Former University of Alabama football coach Nick Saban slammed college athletes as overly entitled during a cringeworthy roundtable hosted by Texas GOP Sen. Ted Cruz in the Capitol on Tuesday.
The conversation was about name, image and likeness rules (known as NIL) in college athletics that currently let players make money by promoting products for third parties in lieu of salaries. A number of notable players have netted deals worth thousands of dollars — in some cases, millions — under the new rules. But the lack of oversight in the NIL has caused a fair amount of chaos and instability for college athletics. Many people across the political spectrum agree something should be done to introduce some order to the process. The question is how to do this in a way that’s fair to athletes, especially those in high revenue-generating sports like basketball and football.

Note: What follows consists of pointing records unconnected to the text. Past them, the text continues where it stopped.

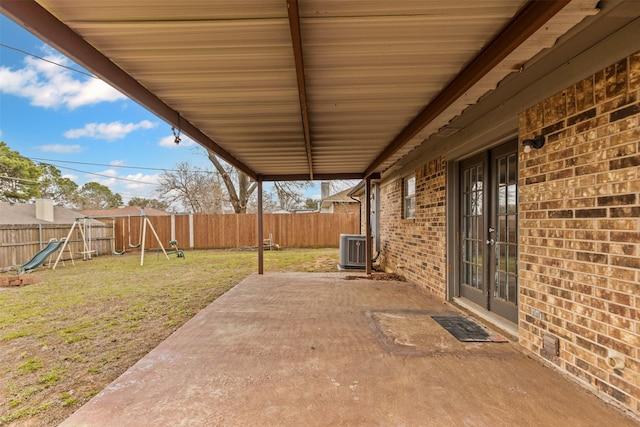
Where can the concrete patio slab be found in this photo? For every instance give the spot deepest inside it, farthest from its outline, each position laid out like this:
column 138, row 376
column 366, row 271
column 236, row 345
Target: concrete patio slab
column 310, row 349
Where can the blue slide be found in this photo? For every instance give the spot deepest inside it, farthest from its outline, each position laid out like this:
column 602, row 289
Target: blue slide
column 39, row 258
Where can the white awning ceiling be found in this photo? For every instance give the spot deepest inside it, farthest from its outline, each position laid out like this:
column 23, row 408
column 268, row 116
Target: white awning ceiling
column 302, row 89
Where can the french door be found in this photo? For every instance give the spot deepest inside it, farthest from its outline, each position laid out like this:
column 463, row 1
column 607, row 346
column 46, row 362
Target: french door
column 488, row 230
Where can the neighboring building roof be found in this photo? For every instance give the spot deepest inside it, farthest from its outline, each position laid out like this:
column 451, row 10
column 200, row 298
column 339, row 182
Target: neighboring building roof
column 126, row 211
column 25, row 213
column 341, row 197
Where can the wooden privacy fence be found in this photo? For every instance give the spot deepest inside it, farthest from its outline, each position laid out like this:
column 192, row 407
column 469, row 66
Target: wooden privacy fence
column 18, row 243
column 206, row 231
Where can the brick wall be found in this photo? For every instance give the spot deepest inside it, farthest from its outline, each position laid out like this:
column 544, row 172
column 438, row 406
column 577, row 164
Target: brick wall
column 417, row 245
column 580, row 231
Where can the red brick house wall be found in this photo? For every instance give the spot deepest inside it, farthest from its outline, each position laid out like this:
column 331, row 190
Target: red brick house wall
column 580, row 231
column 416, row 247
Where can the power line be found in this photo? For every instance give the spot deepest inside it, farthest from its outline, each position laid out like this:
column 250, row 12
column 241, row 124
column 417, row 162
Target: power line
column 49, row 61
column 100, row 164
column 108, row 176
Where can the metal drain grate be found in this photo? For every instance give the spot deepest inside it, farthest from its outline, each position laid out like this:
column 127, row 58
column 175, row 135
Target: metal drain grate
column 466, row 330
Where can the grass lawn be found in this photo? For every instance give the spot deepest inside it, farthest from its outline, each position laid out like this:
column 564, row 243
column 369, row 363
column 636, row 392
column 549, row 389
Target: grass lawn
column 65, row 338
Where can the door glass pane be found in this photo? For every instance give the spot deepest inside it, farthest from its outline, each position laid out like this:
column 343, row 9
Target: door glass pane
column 472, row 223
column 505, row 286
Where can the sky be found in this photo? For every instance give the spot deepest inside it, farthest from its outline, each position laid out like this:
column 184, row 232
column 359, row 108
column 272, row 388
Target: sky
column 53, row 111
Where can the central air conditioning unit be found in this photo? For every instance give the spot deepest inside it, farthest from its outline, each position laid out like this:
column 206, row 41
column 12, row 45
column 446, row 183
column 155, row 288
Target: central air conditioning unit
column 353, row 251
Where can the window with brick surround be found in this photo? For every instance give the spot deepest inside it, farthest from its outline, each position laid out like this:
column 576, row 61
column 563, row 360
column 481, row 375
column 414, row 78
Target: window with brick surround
column 410, row 196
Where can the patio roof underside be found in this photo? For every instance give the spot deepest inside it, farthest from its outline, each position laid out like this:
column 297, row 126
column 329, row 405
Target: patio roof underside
column 309, row 89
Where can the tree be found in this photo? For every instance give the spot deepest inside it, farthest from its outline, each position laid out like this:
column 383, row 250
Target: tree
column 193, row 189
column 18, row 176
column 238, row 184
column 93, row 195
column 290, row 194
column 148, row 203
column 63, row 191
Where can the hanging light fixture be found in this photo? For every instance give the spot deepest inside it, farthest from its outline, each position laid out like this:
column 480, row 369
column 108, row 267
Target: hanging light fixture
column 537, row 142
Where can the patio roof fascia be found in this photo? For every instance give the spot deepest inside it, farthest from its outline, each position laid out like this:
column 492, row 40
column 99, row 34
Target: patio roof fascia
column 532, row 16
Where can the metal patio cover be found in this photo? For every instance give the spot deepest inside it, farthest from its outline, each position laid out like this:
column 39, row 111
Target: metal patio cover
column 308, row 89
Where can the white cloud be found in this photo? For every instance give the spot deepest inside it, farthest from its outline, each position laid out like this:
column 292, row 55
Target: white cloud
column 60, row 148
column 50, row 86
column 169, row 141
column 142, row 181
column 109, row 131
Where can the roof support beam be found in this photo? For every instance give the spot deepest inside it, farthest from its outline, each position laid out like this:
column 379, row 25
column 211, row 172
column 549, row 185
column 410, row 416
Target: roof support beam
column 296, row 39
column 532, row 16
column 317, row 177
column 40, row 22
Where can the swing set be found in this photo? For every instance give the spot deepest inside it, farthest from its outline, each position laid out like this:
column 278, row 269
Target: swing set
column 84, row 225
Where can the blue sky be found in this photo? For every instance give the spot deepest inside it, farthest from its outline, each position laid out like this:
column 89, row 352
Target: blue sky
column 53, row 114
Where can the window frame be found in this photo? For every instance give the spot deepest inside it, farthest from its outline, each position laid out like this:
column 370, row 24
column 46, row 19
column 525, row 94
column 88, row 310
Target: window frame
column 409, row 198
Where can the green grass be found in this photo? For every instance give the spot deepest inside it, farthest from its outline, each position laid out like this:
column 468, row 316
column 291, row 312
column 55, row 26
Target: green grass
column 68, row 336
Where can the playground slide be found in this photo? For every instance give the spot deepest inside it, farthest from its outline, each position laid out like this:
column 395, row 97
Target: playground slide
column 39, row 258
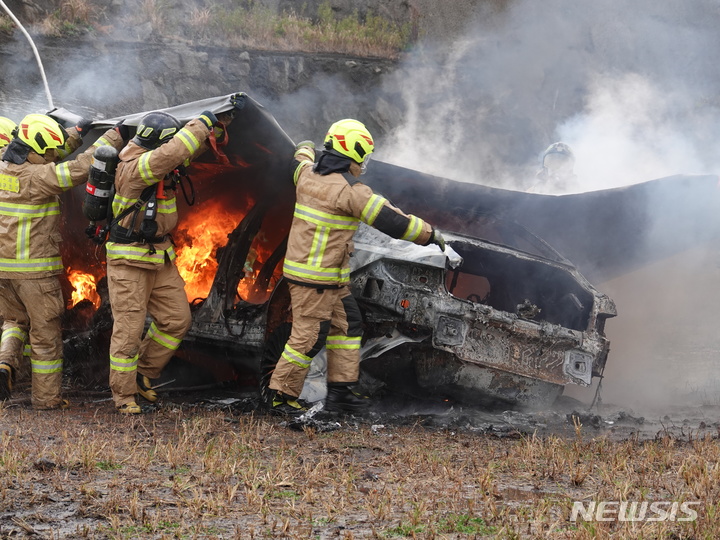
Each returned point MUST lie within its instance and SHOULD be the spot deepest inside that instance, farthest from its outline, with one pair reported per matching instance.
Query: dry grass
(195, 473)
(245, 25)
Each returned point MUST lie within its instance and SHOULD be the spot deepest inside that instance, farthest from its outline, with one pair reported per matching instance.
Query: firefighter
(31, 301)
(330, 204)
(142, 275)
(7, 126)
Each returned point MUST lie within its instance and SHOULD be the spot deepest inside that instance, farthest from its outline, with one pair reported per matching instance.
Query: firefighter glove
(123, 130)
(83, 126)
(437, 239)
(237, 101)
(208, 118)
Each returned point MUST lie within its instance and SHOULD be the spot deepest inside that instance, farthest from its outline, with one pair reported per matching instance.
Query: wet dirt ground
(211, 464)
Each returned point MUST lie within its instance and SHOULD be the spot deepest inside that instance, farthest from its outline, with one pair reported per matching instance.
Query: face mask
(363, 165)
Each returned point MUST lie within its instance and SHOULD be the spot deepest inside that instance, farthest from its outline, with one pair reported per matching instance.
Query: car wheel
(271, 354)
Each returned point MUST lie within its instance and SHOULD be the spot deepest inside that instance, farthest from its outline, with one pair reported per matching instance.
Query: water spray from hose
(37, 55)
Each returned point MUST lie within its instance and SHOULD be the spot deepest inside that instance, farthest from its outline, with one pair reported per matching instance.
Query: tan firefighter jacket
(327, 214)
(30, 207)
(139, 168)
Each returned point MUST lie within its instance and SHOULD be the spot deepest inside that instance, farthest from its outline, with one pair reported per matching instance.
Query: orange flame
(202, 232)
(84, 287)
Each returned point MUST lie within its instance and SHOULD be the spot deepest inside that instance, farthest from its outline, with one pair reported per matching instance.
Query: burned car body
(513, 322)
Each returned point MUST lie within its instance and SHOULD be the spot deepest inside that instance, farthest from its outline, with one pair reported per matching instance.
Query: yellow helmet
(6, 128)
(41, 133)
(349, 138)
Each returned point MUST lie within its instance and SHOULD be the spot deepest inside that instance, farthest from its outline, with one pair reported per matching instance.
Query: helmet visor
(364, 164)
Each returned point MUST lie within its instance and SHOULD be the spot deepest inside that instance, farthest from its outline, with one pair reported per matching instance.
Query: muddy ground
(210, 464)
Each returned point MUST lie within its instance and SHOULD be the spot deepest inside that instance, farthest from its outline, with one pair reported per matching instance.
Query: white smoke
(630, 87)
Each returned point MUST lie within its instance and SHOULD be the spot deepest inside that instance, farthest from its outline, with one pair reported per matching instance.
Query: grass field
(186, 471)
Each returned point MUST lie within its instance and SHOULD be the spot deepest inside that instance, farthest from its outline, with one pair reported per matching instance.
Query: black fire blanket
(604, 233)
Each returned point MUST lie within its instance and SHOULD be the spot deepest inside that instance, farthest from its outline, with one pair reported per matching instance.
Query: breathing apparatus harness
(100, 192)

On that note, Saban accomplished the noteworthy feat of delivering the most offensive remarks of the day, despite sharing a platform with Cruz.
Saban claimed National Football League coaches have told him today’s players entering the league are too entitled, thanks to the current NIL setup, and show “less resiliency to overcome adversity,” which Saban suggested may bleed over into other aspects of their lives. He said college players should be focused on bettering themselves in college and not “how much money you can make while you’re going to college.” (Sounds pretty anti-capitalist to me.)
And when Cruz asked whether the NIL setup was a reason for Saban’s recent retirement, the former coach dialed up the whining.
“All the things that I believed in for all these years — 50 years of coaching — no longer exist in college athletics,” he said, recounting his wife’s claim that players only care about “how much you’re going to pay them.”
Saban’s remarks reeked of patriarchy and, ironically, his sense of entitlement to athletes’ unpaid labor.